Are Meals and Entertainment Deductible?
One of the biggest questions with all the new tax laws are “what is still deductible?”. With the Tax Cuts and Jobs Act of 2017 there were a lot of changes. One significant change pertains to meals and entertainment. Prior to 2018, 50% of meals and entertainment were deductible unless there was a specific exception that would make them 100% deductible. However, it’s not that clear cut anymore.
Below are some of the changes that have been made:
- No deductions for entertaining clients.
- Meals for clients are still 50% deductible.
- Meals for employees traveling are still 50% deductible.

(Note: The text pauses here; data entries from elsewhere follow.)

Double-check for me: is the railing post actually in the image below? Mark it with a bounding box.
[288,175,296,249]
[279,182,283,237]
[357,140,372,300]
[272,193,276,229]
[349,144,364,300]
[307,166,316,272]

- Meals for employer convenience are now 50% deductible. These are meals provided to employees on the business premises. (This will become non-deductible in 2025).
- Office Holiday parties are still 100% deductible.
As always there are exceptions. Meals and entertainment are still fully deductible if provided for a community event, or if proceeds from the event will go to a charitable organization. Also, if it’s necessary for your job. For example, if you’re a sports reporter and you need to go to a sporting event, that would be fully deductible.
The IRS has issued guidelines on deducting your meals. The meal must be “ordinary and necessary”, the cost may not be “lavish or extravagant”, a company employee must be present, and if the meal is at an entertainment venue, the meal must be a seperate cost that can be seen on the receipt. It’s important to keep all your receipts organized and label what they are for. Most importantly, if you have any questions you can ask your accounting team!